NOW THEREFORE, for and in consideration of the foregoing premises, the parties hereto have agreed as follows:
A. This Agreement shall take effect on
B. The Agreement shall remain in effect until terminated in accordance with the terms below.
C. The CLIENT may, at any time, terminate this Agreement, as mentioned in Section I, upon prior written notice to teamified of at least Ninety (90) days. The CLIENT shall be required to pay all the fees, charges and entitlements due and payable to the Personnel under applicable labour laws in accordance with Section IV.
D. Both parties may terminate this Agreement in the event of a material breach made by the BREACHING PARTY, by serving a written notice (Notice of Breach) to said BREACHING PARTY. The BREACHING PARTY shall be given a period of fifteen (15) calendar days counted from the receipt of Notice of Breach to correct or remedy the said material breach, otherwise the Agreement shall be automatically terminated, without need of judicial action. Any payments due to the NON-BREACHING PARTY shall be due immediately and shall be made within three (3) banking days from the date of termination of the Agreement. The Notice of Breach must describe with particularity the material breach alleged to have been committed by the BREACHING PARTY and that this is without prejudice to the right of either Party to
pursue any other appropriate legal action against the BREACHING PARTY.
A. teamified shall provide the following services to the CLIENT:
B. Team as a Service. teamified shall provide the CLIENT with the necessary Personnel (TEAMIFIED and/or third party Personnel) to assist with the accomplishment of the professional service. If teamified subcontracts all or any part of its obligations under this Agreement to a third party (Third Party), it will not be discharged from any liability under this Agreement, and will be liable for the acts or omissions of the Third Party and any personnel engaged by the Third Party (Third Party Personnel). In this regard, both TEAMIFIED and the CLIENT agree to abide by the terms and conditions stated in Appendix A herein in relation to the management and supervision of the Personnel to be assigned to the CLIENT account. To avoid doubt, a reference to Personnel includes persons engaged by or on behalf of teamified and any Third Party Personnel.

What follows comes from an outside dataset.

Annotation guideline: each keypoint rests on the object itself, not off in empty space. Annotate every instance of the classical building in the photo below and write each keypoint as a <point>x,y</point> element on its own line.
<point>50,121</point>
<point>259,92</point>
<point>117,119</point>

C. Additional Services teamified may from time to time agree to undertake additional services for the CLIENT on a case-by-case basis. Any additional services will be the set out in a separate Statement of Work (SOW) to be provided by teamified and will be subject to any further terms and conditions set out in the SOW.
D. In performing its obligations under this Agreement, teamified agrees that it will supply the services and the Personnel to perform the following obligations under this Agreement:
a. in accordance with this Agreement;
b. with due care, skill and diligence;
c. in a timely and professional manner;
d. in a manner which will be fit for its intended purpose;
e. in accordance with all reasonable instructions from the CLIENT; and
f. with the degree of skill, care and diligence expected of a contractor performing the same or similar services
E. teamified will at its own expense replace any personnel that have been supplied and deemed not suitable for the role.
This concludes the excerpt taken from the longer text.